Of course, I'm not really talking about athletics here, but my own experiences in a very different sphere where I find myself questioning not only justice and fairness, but actually whether some of the attempts at inclusion and ensuring everyone ends up a winner are helpful.  I would never enter myself to run a marathon - I simply cannot run that far, my ankles would not survive even if the rest of me did.  It would be a total nonsense if I entered, ran about a mile, which I could probably just about manage on a good day, and was either told it didn't matter, I could have the medal anyway, or if someone carried me the rest of the way.  The medal would be meaningless, I would not be a marathon runner no matter what it said on the certificate.

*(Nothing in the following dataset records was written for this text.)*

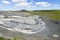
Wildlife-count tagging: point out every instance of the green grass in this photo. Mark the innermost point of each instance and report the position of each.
(51, 14)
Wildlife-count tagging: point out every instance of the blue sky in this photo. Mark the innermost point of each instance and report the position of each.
(29, 4)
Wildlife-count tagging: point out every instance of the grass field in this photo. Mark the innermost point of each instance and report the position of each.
(51, 14)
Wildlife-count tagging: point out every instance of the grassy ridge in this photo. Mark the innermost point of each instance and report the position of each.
(52, 14)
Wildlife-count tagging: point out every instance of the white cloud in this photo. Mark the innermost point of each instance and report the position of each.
(22, 4)
(44, 4)
(6, 2)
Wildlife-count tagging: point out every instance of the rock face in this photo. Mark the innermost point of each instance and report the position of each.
(28, 25)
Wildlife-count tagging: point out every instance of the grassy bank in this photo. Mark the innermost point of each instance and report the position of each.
(51, 14)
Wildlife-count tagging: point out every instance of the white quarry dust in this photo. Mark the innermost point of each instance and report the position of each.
(28, 25)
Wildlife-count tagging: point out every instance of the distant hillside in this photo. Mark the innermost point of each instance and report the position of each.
(52, 14)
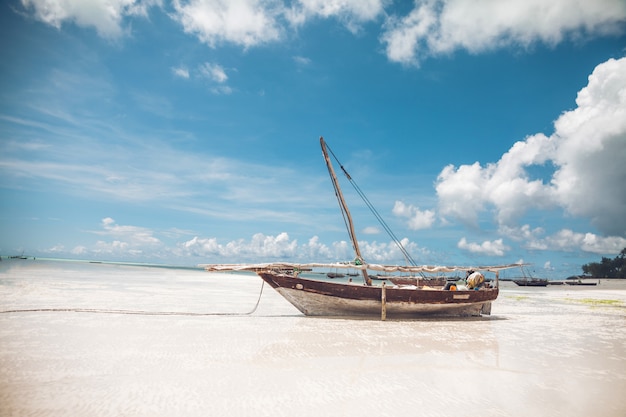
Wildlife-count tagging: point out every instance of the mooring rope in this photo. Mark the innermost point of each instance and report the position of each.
(134, 312)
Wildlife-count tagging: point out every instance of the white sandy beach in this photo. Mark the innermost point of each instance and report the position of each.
(554, 351)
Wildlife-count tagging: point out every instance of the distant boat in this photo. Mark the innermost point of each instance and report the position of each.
(580, 282)
(349, 299)
(529, 281)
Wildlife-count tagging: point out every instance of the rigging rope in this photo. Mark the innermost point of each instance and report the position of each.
(135, 312)
(407, 256)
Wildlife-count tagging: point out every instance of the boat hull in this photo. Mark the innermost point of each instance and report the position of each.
(321, 298)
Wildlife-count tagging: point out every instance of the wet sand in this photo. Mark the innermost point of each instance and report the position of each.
(553, 351)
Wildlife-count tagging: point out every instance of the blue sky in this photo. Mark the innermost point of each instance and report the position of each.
(188, 132)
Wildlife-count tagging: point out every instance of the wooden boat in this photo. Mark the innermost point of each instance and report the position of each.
(350, 299)
(419, 281)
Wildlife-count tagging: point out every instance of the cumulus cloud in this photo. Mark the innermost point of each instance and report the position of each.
(105, 16)
(490, 248)
(181, 72)
(585, 154)
(418, 219)
(564, 240)
(262, 247)
(213, 72)
(353, 13)
(131, 239)
(242, 22)
(435, 27)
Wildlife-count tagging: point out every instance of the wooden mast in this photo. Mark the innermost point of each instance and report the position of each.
(344, 209)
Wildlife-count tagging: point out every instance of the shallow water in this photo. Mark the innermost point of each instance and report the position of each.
(553, 351)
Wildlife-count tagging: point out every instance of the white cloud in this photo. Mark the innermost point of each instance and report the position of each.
(261, 248)
(181, 72)
(489, 248)
(242, 22)
(565, 240)
(213, 72)
(587, 151)
(106, 16)
(127, 236)
(352, 13)
(418, 219)
(437, 27)
(302, 61)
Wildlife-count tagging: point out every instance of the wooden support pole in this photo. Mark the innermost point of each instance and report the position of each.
(383, 300)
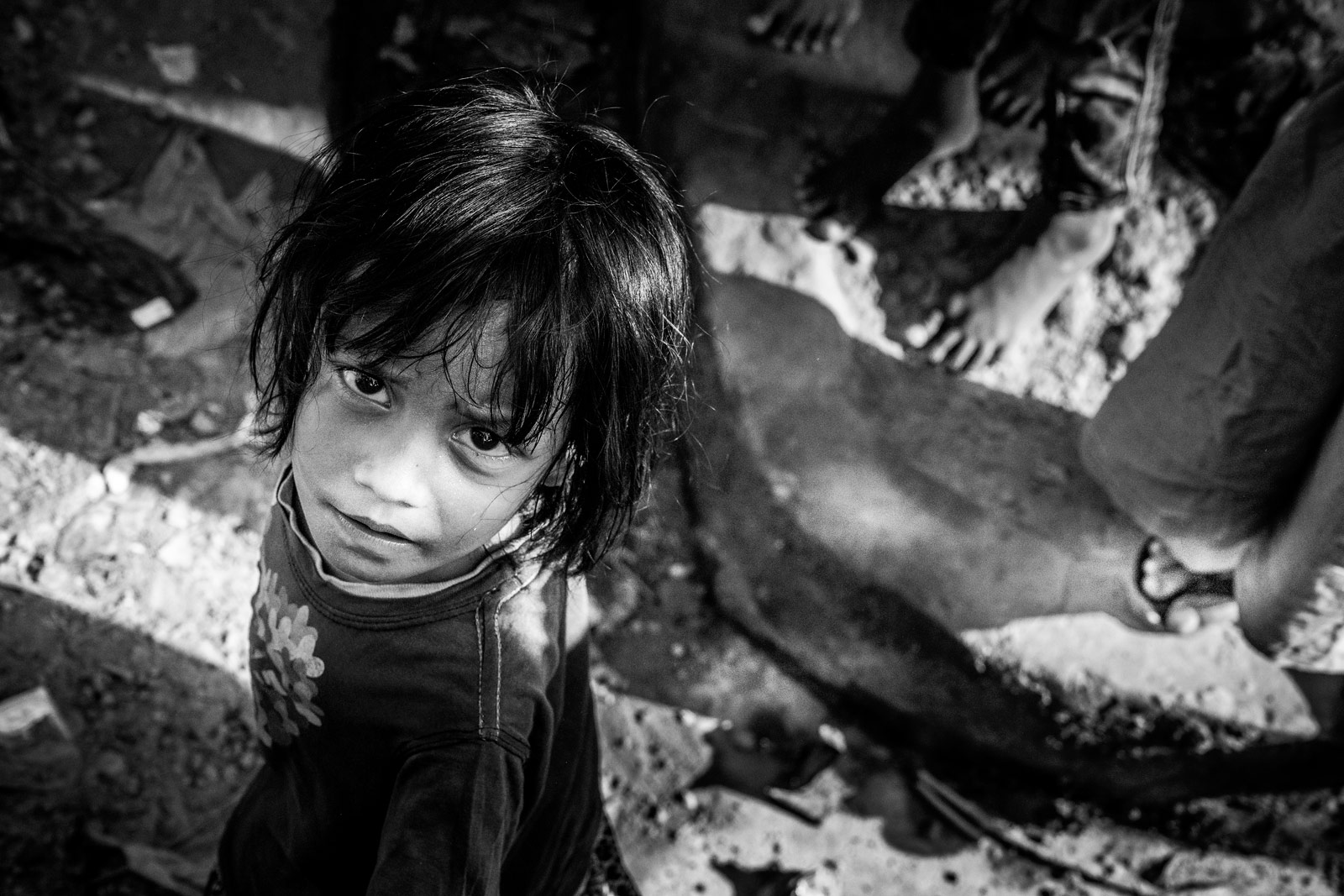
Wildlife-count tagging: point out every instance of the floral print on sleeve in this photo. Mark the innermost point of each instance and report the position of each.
(284, 667)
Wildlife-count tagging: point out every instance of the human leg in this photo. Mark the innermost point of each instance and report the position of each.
(1095, 129)
(804, 26)
(937, 117)
(980, 322)
(1206, 438)
(1290, 580)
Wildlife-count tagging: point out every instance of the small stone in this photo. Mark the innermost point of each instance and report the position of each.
(111, 765)
(680, 570)
(156, 311)
(178, 515)
(24, 31)
(176, 62)
(118, 476)
(96, 486)
(403, 33)
(150, 422)
(202, 423)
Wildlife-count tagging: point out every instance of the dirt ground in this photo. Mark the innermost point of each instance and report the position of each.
(131, 511)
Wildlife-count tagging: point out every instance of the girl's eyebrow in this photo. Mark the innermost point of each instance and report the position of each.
(481, 412)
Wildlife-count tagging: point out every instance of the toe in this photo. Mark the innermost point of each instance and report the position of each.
(1162, 579)
(921, 333)
(945, 344)
(965, 355)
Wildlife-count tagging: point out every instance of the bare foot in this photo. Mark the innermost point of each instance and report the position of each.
(980, 322)
(804, 26)
(938, 117)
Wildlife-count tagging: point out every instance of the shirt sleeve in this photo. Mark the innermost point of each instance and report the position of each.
(450, 820)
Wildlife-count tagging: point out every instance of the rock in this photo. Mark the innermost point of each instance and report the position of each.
(176, 62)
(176, 551)
(111, 765)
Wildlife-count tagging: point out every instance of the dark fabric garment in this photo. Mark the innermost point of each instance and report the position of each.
(1214, 427)
(437, 745)
(1075, 63)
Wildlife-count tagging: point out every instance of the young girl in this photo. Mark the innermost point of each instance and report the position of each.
(470, 340)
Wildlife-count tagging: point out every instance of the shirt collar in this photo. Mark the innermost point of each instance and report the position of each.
(503, 543)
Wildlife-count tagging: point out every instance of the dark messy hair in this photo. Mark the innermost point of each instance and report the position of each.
(454, 206)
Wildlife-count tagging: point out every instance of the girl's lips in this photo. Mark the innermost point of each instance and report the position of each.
(374, 528)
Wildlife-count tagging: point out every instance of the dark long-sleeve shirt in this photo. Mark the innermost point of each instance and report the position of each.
(437, 743)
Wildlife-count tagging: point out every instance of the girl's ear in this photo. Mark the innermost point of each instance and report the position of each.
(559, 470)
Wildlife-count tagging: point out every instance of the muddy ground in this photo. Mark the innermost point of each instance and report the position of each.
(127, 560)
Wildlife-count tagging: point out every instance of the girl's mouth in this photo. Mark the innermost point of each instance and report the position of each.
(365, 526)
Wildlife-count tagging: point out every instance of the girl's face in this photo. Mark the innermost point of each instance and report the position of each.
(403, 477)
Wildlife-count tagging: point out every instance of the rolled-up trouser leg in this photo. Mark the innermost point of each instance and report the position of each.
(1213, 430)
(1290, 582)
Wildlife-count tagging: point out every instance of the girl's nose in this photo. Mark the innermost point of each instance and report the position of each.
(394, 466)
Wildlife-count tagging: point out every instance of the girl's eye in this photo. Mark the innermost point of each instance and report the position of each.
(484, 441)
(363, 383)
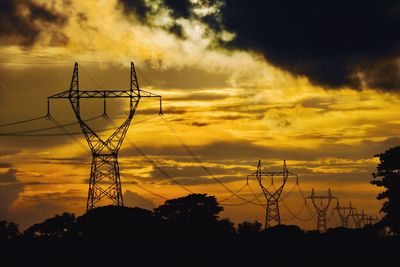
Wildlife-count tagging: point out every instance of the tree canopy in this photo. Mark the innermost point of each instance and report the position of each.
(387, 175)
(191, 208)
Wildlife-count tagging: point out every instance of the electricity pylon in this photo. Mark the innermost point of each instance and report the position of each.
(104, 175)
(272, 216)
(359, 219)
(344, 213)
(321, 208)
(371, 219)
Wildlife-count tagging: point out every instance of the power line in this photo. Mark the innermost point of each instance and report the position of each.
(48, 128)
(23, 121)
(76, 140)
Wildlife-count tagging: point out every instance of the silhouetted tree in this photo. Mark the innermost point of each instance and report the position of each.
(249, 229)
(387, 175)
(116, 222)
(195, 217)
(8, 230)
(59, 226)
(192, 208)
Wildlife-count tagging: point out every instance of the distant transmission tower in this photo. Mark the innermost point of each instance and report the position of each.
(321, 208)
(344, 213)
(371, 219)
(104, 179)
(359, 219)
(272, 216)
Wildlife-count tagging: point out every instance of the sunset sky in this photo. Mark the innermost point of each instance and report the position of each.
(314, 83)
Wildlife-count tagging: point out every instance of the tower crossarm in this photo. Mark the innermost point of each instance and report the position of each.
(103, 94)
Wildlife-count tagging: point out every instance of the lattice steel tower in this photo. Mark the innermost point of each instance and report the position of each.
(344, 213)
(321, 208)
(359, 219)
(104, 175)
(272, 216)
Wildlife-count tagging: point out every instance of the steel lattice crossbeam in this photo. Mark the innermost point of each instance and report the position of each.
(104, 175)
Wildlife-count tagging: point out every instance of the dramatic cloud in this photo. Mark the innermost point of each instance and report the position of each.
(22, 22)
(9, 176)
(333, 44)
(337, 44)
(10, 188)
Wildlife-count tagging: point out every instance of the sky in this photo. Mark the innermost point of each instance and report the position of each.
(315, 84)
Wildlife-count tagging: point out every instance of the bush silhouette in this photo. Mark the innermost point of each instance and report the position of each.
(249, 229)
(59, 226)
(116, 222)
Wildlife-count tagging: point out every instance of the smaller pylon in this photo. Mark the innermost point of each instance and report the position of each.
(272, 215)
(344, 213)
(371, 220)
(321, 208)
(359, 219)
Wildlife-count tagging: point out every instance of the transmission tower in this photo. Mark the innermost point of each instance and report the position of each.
(371, 219)
(344, 213)
(104, 179)
(272, 216)
(321, 208)
(359, 219)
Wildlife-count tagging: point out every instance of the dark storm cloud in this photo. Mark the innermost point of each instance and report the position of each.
(21, 22)
(335, 44)
(138, 7)
(328, 42)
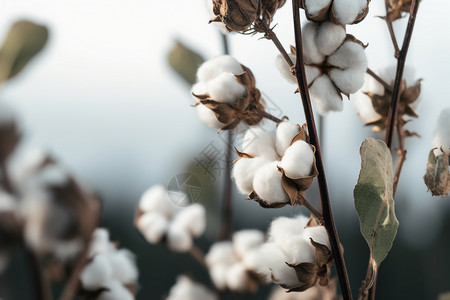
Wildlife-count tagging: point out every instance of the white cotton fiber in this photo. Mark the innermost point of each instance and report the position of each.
(329, 37)
(311, 53)
(245, 241)
(225, 88)
(193, 218)
(298, 160)
(349, 55)
(96, 274)
(156, 199)
(178, 238)
(237, 278)
(244, 171)
(217, 65)
(346, 11)
(259, 142)
(286, 131)
(313, 7)
(348, 81)
(123, 264)
(116, 291)
(208, 117)
(324, 95)
(267, 184)
(153, 226)
(442, 135)
(284, 68)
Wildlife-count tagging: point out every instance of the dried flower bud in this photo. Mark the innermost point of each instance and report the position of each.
(237, 15)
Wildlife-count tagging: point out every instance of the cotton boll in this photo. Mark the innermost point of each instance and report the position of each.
(116, 291)
(246, 240)
(179, 239)
(348, 81)
(237, 278)
(217, 65)
(267, 184)
(156, 199)
(346, 11)
(324, 95)
(96, 274)
(244, 171)
(349, 55)
(259, 142)
(193, 218)
(286, 131)
(221, 253)
(313, 7)
(123, 264)
(329, 37)
(311, 52)
(284, 68)
(225, 88)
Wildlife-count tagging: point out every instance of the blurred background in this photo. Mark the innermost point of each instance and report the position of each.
(102, 98)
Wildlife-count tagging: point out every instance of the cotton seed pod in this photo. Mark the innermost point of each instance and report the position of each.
(237, 15)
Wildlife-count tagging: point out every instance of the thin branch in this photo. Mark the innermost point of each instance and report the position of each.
(386, 85)
(392, 117)
(323, 189)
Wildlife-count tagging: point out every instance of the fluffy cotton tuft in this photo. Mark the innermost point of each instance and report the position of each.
(267, 184)
(298, 160)
(286, 131)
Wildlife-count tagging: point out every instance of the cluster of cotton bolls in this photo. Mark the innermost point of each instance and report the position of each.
(187, 289)
(442, 135)
(216, 78)
(227, 261)
(258, 171)
(161, 221)
(288, 242)
(110, 269)
(335, 64)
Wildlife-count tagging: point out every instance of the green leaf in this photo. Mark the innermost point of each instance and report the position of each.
(184, 61)
(23, 41)
(437, 176)
(374, 201)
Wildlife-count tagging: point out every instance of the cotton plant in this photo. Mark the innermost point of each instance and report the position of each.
(111, 273)
(160, 221)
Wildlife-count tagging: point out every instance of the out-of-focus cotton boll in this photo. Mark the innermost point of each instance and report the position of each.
(96, 274)
(298, 160)
(347, 11)
(123, 264)
(115, 291)
(178, 238)
(246, 240)
(259, 142)
(186, 289)
(324, 95)
(286, 131)
(311, 52)
(329, 37)
(267, 184)
(442, 135)
(244, 171)
(208, 117)
(156, 199)
(217, 65)
(225, 88)
(284, 68)
(153, 226)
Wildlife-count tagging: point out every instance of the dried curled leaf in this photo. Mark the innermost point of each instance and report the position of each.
(437, 176)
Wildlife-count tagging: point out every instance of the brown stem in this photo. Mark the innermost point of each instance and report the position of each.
(391, 28)
(386, 85)
(323, 189)
(392, 117)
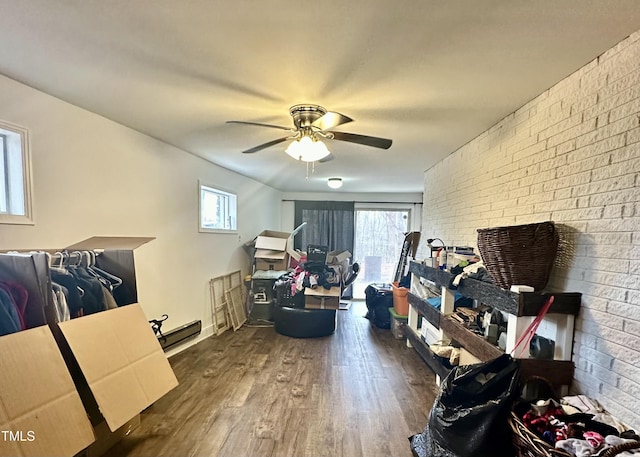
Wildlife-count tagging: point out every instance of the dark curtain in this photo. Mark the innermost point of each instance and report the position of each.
(329, 224)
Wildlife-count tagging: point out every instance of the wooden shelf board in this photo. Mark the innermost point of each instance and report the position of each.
(525, 304)
(433, 361)
(474, 344)
(427, 311)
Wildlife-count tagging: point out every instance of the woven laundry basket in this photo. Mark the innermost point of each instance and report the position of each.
(519, 254)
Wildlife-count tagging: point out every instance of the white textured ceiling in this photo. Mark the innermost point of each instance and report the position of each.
(430, 74)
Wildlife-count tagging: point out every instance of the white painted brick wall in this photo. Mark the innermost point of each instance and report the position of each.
(571, 155)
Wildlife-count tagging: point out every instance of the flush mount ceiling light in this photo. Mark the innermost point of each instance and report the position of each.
(334, 183)
(307, 149)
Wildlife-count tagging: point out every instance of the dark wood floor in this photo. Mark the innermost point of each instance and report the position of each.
(253, 392)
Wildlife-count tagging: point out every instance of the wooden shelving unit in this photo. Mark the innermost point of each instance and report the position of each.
(520, 309)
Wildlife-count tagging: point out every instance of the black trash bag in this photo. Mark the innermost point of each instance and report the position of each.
(378, 302)
(470, 416)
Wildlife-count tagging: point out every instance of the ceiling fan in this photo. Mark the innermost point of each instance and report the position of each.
(312, 122)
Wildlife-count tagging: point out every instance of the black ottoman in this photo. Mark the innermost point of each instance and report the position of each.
(304, 323)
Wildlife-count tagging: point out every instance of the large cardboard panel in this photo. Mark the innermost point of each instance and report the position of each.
(275, 241)
(110, 242)
(41, 413)
(121, 360)
(321, 298)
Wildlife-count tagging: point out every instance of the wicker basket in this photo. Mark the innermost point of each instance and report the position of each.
(519, 254)
(528, 444)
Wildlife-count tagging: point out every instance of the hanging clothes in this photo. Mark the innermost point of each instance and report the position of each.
(72, 290)
(60, 301)
(9, 318)
(20, 296)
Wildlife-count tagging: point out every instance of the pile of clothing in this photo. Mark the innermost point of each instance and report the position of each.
(312, 275)
(578, 425)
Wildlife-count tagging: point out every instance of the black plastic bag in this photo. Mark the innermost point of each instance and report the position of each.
(469, 417)
(378, 302)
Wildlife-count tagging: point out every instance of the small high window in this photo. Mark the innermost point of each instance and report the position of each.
(15, 175)
(218, 210)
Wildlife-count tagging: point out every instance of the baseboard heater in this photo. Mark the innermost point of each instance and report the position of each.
(172, 337)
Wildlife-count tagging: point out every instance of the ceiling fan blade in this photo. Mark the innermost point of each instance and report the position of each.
(261, 125)
(382, 143)
(329, 158)
(265, 145)
(330, 120)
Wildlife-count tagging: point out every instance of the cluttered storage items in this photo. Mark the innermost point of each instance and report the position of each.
(300, 292)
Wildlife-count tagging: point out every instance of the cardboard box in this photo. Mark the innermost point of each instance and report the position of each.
(272, 265)
(41, 412)
(113, 362)
(337, 257)
(273, 249)
(122, 361)
(321, 298)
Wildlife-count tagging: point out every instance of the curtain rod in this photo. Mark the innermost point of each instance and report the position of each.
(355, 201)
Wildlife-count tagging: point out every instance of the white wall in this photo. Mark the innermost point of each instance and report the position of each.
(93, 176)
(571, 155)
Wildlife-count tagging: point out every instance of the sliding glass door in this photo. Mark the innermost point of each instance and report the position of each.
(379, 234)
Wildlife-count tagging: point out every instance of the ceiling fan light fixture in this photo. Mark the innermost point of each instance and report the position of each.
(307, 150)
(334, 183)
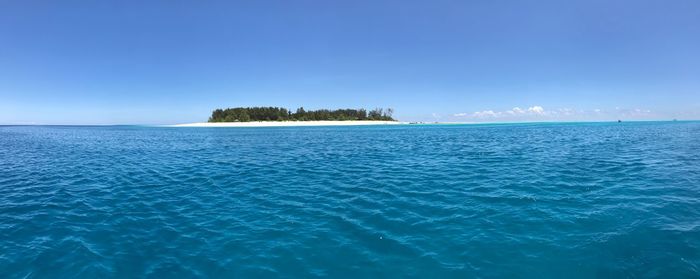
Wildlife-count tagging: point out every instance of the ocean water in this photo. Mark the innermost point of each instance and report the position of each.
(595, 200)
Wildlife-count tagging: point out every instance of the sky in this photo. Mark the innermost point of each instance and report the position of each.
(166, 62)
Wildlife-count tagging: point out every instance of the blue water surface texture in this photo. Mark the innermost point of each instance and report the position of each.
(575, 200)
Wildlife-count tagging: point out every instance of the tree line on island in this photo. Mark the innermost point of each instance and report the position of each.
(241, 114)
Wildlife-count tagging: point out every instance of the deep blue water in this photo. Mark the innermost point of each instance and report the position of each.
(596, 200)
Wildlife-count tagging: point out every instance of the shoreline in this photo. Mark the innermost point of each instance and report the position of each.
(290, 123)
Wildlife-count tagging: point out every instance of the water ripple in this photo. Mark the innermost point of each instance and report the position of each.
(530, 200)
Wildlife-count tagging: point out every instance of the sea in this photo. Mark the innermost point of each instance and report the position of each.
(535, 200)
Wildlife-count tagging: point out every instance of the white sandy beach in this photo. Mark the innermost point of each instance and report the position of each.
(288, 123)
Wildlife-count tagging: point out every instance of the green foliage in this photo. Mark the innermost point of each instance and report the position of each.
(241, 114)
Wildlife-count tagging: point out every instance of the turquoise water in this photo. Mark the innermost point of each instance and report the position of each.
(598, 200)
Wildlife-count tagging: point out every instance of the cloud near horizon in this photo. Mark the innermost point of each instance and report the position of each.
(539, 113)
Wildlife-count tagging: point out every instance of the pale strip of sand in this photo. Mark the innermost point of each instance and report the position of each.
(288, 123)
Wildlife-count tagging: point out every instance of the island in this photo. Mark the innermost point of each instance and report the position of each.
(279, 116)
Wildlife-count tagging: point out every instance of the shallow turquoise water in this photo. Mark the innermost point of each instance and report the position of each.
(605, 200)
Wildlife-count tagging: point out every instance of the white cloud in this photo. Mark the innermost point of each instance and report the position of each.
(539, 113)
(536, 110)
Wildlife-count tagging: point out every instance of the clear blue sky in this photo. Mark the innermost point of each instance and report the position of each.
(158, 62)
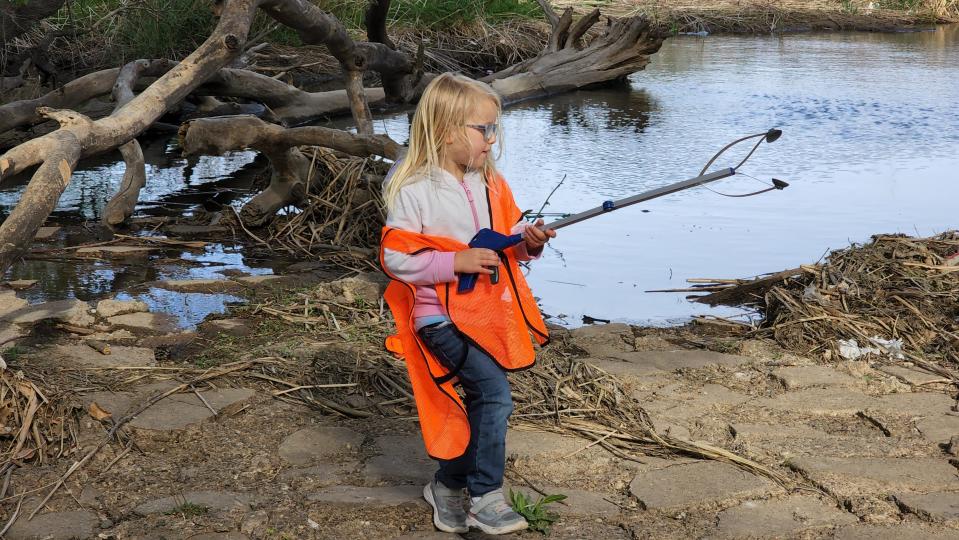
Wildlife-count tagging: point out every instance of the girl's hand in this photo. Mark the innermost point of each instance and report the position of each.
(475, 261)
(536, 237)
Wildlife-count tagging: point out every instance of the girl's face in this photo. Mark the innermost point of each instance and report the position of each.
(469, 150)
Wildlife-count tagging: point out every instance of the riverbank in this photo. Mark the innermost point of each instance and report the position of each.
(465, 36)
(764, 16)
(287, 419)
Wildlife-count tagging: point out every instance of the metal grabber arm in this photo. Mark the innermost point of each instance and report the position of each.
(490, 239)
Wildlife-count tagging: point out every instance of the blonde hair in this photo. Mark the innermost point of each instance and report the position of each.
(443, 111)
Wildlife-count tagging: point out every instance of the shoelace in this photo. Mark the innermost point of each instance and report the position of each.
(453, 502)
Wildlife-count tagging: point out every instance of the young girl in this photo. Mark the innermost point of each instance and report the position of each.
(437, 198)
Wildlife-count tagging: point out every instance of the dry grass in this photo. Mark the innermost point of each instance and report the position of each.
(762, 16)
(895, 287)
(352, 375)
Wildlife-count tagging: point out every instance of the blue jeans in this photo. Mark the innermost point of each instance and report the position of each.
(488, 406)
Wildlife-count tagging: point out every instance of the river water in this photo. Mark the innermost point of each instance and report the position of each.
(870, 145)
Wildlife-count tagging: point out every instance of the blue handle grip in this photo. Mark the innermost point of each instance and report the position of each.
(488, 239)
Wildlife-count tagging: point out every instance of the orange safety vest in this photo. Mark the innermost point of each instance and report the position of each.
(498, 318)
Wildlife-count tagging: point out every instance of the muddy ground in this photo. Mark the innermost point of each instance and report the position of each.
(867, 447)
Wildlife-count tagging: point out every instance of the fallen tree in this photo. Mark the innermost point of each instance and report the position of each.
(566, 64)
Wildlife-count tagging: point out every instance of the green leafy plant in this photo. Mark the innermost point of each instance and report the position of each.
(849, 7)
(537, 515)
(188, 509)
(12, 353)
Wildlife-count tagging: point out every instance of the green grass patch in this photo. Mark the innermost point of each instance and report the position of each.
(189, 509)
(537, 515)
(12, 353)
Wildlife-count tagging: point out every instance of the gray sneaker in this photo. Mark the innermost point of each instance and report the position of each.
(492, 515)
(448, 513)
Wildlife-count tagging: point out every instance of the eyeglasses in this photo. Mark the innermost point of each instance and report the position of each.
(488, 130)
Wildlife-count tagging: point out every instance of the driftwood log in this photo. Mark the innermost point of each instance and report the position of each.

We seem to live in an age in which failure is just not accepted, where if you can't clear the bar, well we'll just lower it until you can.  Partly, I fear, this is driven by the very requirement for success - to show more people doing better year on year no matter what.  Universities and colleges need to show that students are succeeding in greater numbers to higher levels - which is just not going to happen unless we change the rules as we go along.

I do know and appreciate that circumstances change and people do need to be treated as individuals, and I do know that life is inherently unfair.  I am just left wondering whether the drive for inclusion and success mean that rather than making the playing fields more level they are just skewed differently.  Certainly, and this is as blunt as I am going to be, I am not convinced that playing by the rules or actually being fit enough to enter the 'race' actually count for very much when everyone is going to win anyway.  Of course, I will carry on playing by the rules, cos that's the kind of girl I am, and I will succeed or fail on my own merits - but right now I'm not so sure what the value of the medal will be if and when I get it.

Comments

  • Yoiu know where I am if you want to let off more specific anger!